According to Gebroe-Hammer managing director Ken Uranowitz, area occupancy rates are approximately 95%, with rental rates averaging approximately $825 for one-bedroom and $975 for two-bedroom units. “Our firm is extremely active in Jersey City, where investments in apartment rental buildings, especially older, small-to-mid-sized properties, continue to outpace the office and industrial submarkets, due in large part to its controllability through rent appreciation,” he tells GlobeSt.com.

For older properties in the area, new ownership typically implements value-add strategies such as renovation and refurbishment projects to reposition the property and leverage higher market rents. “Jersey City also continues to experience high levels of multifamily trading activity because you have more livable space for less money, which really does contribute to a solid occupancy rate in the city,” he adds.
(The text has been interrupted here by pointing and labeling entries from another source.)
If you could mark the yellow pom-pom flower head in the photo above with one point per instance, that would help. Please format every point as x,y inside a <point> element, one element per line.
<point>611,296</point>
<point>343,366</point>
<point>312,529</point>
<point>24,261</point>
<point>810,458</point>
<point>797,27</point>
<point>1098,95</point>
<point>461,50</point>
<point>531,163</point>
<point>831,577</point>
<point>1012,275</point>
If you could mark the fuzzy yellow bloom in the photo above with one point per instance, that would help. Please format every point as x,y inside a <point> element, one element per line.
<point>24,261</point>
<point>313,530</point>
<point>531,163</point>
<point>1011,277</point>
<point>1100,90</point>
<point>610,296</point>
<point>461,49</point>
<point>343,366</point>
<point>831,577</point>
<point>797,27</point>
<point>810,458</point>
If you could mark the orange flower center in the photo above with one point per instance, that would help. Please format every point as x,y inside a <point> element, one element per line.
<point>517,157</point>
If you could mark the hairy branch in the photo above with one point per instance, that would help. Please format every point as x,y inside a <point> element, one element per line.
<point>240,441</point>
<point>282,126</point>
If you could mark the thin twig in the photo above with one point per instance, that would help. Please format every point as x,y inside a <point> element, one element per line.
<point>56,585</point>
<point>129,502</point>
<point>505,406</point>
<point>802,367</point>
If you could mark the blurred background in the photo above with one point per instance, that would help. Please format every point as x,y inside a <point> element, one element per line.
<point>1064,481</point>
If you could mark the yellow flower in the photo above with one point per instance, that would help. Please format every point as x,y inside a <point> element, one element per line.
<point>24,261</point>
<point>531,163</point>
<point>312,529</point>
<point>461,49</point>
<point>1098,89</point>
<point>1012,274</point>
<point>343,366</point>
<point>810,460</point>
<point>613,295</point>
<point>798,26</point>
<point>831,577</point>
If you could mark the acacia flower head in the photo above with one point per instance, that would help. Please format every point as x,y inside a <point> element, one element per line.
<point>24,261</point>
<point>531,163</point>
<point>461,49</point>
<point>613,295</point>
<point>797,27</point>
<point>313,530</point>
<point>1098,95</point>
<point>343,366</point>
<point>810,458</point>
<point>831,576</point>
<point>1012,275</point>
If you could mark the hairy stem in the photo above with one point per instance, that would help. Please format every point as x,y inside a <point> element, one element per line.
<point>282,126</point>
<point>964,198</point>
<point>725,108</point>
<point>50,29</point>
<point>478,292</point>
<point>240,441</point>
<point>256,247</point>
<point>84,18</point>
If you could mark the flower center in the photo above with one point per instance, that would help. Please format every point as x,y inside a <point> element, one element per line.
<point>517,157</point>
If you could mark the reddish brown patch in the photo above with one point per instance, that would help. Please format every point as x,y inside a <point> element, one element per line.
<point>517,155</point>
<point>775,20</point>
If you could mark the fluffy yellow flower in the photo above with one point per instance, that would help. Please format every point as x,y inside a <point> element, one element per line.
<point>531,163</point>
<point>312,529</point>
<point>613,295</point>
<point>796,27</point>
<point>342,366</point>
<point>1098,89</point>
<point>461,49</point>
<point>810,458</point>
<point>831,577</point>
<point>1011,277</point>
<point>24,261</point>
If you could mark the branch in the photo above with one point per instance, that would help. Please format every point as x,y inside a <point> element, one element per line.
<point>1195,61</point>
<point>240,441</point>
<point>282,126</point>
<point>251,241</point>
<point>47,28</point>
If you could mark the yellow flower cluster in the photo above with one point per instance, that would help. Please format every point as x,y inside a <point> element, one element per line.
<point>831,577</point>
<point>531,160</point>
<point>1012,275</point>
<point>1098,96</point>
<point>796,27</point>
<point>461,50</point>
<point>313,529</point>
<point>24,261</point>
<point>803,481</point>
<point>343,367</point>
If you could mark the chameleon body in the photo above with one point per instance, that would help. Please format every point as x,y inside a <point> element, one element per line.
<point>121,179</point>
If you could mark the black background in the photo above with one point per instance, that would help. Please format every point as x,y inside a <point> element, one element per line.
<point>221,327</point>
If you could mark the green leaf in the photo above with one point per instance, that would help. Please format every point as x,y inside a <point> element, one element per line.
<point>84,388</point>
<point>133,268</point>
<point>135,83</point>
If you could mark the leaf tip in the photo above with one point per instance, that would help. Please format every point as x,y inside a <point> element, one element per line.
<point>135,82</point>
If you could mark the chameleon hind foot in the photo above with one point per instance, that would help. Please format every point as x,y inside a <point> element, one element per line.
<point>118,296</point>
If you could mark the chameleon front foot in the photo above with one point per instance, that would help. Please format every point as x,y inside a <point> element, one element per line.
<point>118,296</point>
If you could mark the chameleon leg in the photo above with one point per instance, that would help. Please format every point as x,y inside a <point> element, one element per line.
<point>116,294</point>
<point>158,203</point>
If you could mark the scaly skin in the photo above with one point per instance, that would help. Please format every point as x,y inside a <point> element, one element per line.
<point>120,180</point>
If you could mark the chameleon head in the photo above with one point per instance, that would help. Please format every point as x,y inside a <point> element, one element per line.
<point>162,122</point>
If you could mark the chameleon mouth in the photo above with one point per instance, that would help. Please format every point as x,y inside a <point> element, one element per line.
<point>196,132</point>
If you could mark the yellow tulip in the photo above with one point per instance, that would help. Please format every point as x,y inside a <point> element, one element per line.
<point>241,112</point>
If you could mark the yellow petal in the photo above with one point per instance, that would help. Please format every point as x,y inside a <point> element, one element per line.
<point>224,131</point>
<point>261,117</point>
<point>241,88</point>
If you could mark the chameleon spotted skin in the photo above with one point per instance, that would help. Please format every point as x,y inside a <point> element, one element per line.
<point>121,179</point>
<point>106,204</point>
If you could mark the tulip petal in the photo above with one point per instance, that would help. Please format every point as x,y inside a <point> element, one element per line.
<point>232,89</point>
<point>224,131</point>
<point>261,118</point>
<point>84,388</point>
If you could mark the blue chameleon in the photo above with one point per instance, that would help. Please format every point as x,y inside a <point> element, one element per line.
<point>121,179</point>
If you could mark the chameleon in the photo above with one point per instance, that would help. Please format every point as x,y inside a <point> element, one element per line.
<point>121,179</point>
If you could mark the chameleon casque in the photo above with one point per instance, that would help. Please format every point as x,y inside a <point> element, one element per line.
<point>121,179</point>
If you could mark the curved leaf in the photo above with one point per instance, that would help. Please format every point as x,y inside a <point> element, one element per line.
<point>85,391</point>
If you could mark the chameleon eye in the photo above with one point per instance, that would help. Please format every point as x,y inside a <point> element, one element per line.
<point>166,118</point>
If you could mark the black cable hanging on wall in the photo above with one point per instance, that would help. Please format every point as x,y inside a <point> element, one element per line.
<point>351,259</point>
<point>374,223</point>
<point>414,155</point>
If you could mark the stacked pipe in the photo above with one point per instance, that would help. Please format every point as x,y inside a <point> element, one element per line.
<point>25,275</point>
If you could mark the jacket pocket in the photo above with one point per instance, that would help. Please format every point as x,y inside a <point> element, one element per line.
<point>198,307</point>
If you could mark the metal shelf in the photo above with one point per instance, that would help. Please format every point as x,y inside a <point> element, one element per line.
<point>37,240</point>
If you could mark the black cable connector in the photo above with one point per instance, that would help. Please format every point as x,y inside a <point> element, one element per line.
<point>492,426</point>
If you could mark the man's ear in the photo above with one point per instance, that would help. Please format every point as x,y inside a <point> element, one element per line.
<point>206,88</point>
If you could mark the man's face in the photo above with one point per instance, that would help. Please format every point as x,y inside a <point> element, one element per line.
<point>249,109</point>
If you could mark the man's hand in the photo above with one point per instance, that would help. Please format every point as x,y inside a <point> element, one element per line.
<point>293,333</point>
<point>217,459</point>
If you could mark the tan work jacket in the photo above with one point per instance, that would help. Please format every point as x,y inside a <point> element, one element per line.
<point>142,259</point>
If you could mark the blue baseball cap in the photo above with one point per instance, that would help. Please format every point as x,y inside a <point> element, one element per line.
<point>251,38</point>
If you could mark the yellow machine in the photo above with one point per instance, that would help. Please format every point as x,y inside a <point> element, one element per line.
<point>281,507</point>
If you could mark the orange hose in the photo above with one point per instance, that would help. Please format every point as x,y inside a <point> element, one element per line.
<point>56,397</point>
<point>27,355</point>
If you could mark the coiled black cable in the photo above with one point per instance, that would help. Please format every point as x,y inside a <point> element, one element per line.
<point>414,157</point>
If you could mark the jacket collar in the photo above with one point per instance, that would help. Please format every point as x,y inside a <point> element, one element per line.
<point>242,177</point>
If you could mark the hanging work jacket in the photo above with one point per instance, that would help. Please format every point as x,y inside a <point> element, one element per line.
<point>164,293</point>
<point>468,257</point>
Despite the downturn, we’re witnessing the highest level of market activity and interest in stabilized apartment buildings, agrees Massey Knakal managing director Landon McGaw. “Forecasting out, you’ll see more people coming into the Jersey City market looking for alternative living options.”

There’s plenty of available capital for financing purposes, so in this way multifamily sets itself apart from the other product types, adds Michael Fasano, head of Marcus & Millichap’s Elmwood Park office. He tells GlobeSt.com that “multifamily closed 2008 at 3.5% to 4% vacancy, and while you might see more of an impact on the high-end of the market, the class B and C multifamily market hasn’t been impacted much in terms of occupancy rates.”